Agressividade indomável
Israel está reprojetando todo o Oriente Médio para odiá-lo, enquanto a questão palestina continua sem solução. É engenharia reversa de um período de três décadas, desde os Acordos de Oslo, quando o conflito palestino perdeu sua supremacia e centralidade no mundo árabe.
Nada está fazendo mais do que a agressão desenfreada de Israel para curar as profundas divisões no mundo árabe criadas pela contrarrevolução da Primavera Árabe.
Quando você joga 80 toneladas de explosivos para matar Nasrallah e mata outras 300 pessoas ao fazer isso, você o transforma de um símbolo de resistência em uma lenda.
“O símbolo se foi, a lenda nasceu e a resistência continua”, foi como disse o político libanês Suleiman Frangieh, descendente de uma das principais famílias maronitas do país.
Ibrahim al-Amin, editor do Al Akhbar, um jornal próximo ao Hezbollah, comparou Nasrallah a Hussain, neto do profeta Maomé, considerado o terceiro imã do islamismo xiita.
Ele escreveu: “Sayyed Hassan Nasrallah não se imaginou na imagem de Hussain quando ele caiu como um mártir. Ele não está na posição de Hussain quando o mundo o decepcionou. Em vez disso, ele está na imagem de Hussain que se levantou e lutou em defesa de um direito cujo custo de coleta é muito alto… [Nasrallah] se tornou um símbolo eterno para cada rebelde diante da injustiça, e… ele foi martirizado em defesa de Jerusalém e da Palestina.”
Nasrallah tinha um apelo carismático como orador para seu eleitorado xiita e as massas pró-palestinas no mundo árabe, da mesma forma que o ex- presidente egípcio Gamal Abdel Nasser tinha para o movimento nacionalista árabe em sua época.

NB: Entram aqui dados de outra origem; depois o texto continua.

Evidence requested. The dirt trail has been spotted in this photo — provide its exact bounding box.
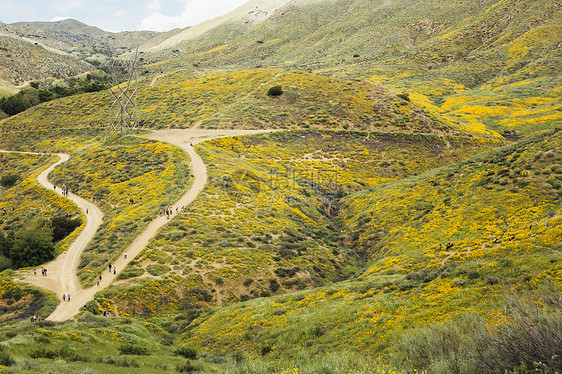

Na morte, Nasrallah promete fazer isso.
Consequências profundas
Claro, essa não é a visão das elites árabes que passaram grande parte de suas carreiras se flertando com os EUA e Israel. Mas até eles têm que reconhecer as paixões que correm por seu povo.
O príncipe herdeiro saudita Mohammed bin Salman usou Israel como um caminho para ser levado a sério por Washington. Mas até ele é brutalmente sincero sobre seus limites como líder.
“Setenta por cento da minha população é mais jovem do que eu”, o governante de 39 anos teria dito ao secretário de Estado dos EUA, Antony Blinken, no início deste ano. “Para a maioria deles, eles nunca souberam muito sobre a questão palestina. E então eles estão sendo apresentados a ela pela primeira vez através deste conflito. É um problema enorme. Eu me importo pessoalmente com a questão palestina? Eu não, mas meu povo sim, então preciso ter certeza de que isso seja significativo.”
Uma autoridade saudita contestou esse relato da conversa de Mohammed bin Salman com Blinken, mas ele tem um quê de verdade.
Sim, a região está sendo redesenhada por um Israel que quebrou a coleira.
Nada pode persuadir seus vizinhos árabes de que Israel não pode viver em paz com eles mais do que o curso que Israel está tomando atualmente — um curso que tem como alvo e ameaça cristãos, muçulmanos, xiitas e sunitas.
Netanyahu, mais do que ninguém, está persuadindo-os de que um Israel que se comporta assim não pertence a esta região.
Isso terá consequências estratégicas profundas para o futuro. Então, a morte de Nasrallah é realmente um “bem puro” para a região?
Cuidado com o que você deseja, pois isso pode acontecer.